In character development, Farmer again takes inspiration from Swift by using the best qualities of Gulliver to create his hero Jadawin. Gulliver at his best lives life as a scientist tempered with a strong, yet mutable, system of ethics and morals. Despite his troubles, he remains persistent, curious, flexible, and gregarious. While Jadawin remains subject to the same weaknesses and foibles of all humans, he has spent his many thousands of years of life working towards an improved intellect, character, and soul.
Gulliver, ever the scientist, takes copious notes of the wonders he sees and attempts to understand them. After taken aboard the floating island of Laputa, he works to understand the science that allows the levitation and guidance of this object. He describes a “Load-stone of a prodigious Size, in Shape resembling a Weaver’s Shuttle” and even provides a carefully notated diagram of how the island moves (161-163). Jadawin similarly remains unsatisfied until he understands the principles and procedures that allow the floating island upon which he rides in Gates of Creation to travel over the oceans.
Like Gulliver, Jadawin attempts to assimilate himself (if only outwardly) to the cultures he encounters. Upon entering the city Lagado, Gulliver “walked [. . .] without concern, being clad like one of the natives, and sufficiently instructed to converse with them” (167). Unlike his relatives, Jadawin quickly and enthusiastically learns the language of his aerial hosts. And after becoming proficient with their customs and skills, Jadawin “went bare-chested, as befitted a man who wore a painted iiphtarz on his chest” (1: 208).
The influence of Swift on Farmer’s World of Tiers series does not result in a one to one correspondence. For instance, the floating island in Farmer’s work carries a primitive tribe of fierce but noble people while Swift’s island carries a race of pseudo-intellectuals blithely ignorant of the real world. Therefore, while the same props, themes and characters populate each work, Farmer deeply incorporates and deeply changes Swift’s ideas for his own purposes. The World of Tiers thus becomes an estuary where Gulliver’s Travels rushes and roils into Farmer’s ocean of ideas to create a dynamic environment composed of each.
Notes
1 A
quick count from all seven books in The
World of Tiers series revealed Farmer using the adjective “Brobdingnagian”
twelve times.
2 Note
the use in The World of Tiers of
names from the pantheon of gods invented in William Blake’s poetry. See Blake,
Complete Writings. Oxford: Oxford, 1979.
3
Indeed, the structure of Farmer’s tiered planet resembles Abraham Maslow’s
hierarchy of needs with fulfillment of purely physiological needs occurring on
the bottom level and higher, self-actualizing drives possible in the Lord’s
residence at the top level. See,
Engler, Barbara. Personality Theories.
Boston: Houghton, 1995. 340-363.
Works
Cited
Farmer, Philip José. “Riders of the Purple Wage.” Dangerous Visions. Ed. Harlan Ellison.

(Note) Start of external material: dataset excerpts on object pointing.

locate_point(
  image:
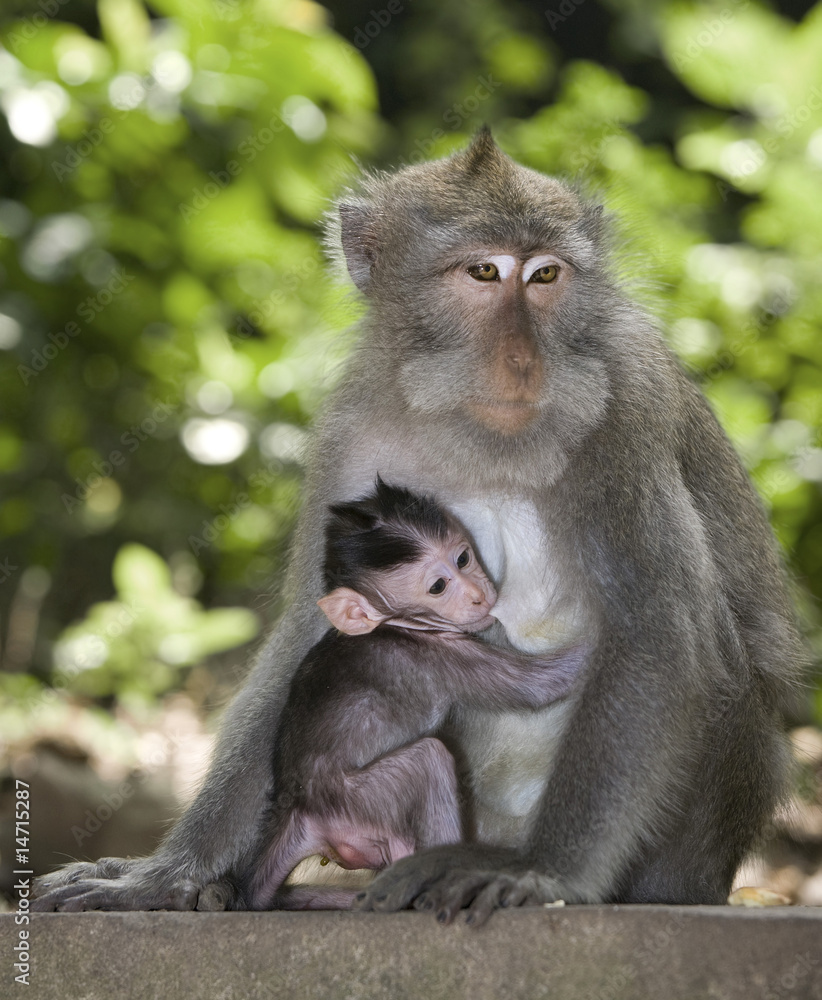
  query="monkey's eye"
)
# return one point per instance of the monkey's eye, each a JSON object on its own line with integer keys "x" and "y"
{"x": 484, "y": 272}
{"x": 544, "y": 275}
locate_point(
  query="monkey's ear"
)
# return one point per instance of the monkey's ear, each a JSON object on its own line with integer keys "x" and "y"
{"x": 359, "y": 241}
{"x": 350, "y": 612}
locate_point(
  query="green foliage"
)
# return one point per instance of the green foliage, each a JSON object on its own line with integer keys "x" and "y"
{"x": 167, "y": 327}
{"x": 135, "y": 645}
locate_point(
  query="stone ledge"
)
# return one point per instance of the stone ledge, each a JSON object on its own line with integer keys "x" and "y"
{"x": 575, "y": 952}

New York: Signet, 1975. 30-98.
---. To Your
Scattered Bodies Go. New York: Putnam, 1971.
---. The World
of Tiers. 2 vols. Garden City: Doubleday, 1981.
Fiedler, Leslie. Notes. The Book of Philip José Farmer. By Philip José Farmer. New York: Berkley, 1982. 242-248.
Fox, Christopher. Ed. Gulliver’s Travels. By Jonathan Swift. Boston: Bedford, 1995.
Greenberg, Martin. Intro. The Classic Philip José Farmer: 1952-1964. By Philip José Farmer. New York: Crown, 1984. ix-xii.
Swift, Jonathan. Gulliver’s Travels. Ed. Christopher Fox. Boston: Bedford, 1995.
Wollheim, Donald A. The Universe Makers. New York: Harper, 1971.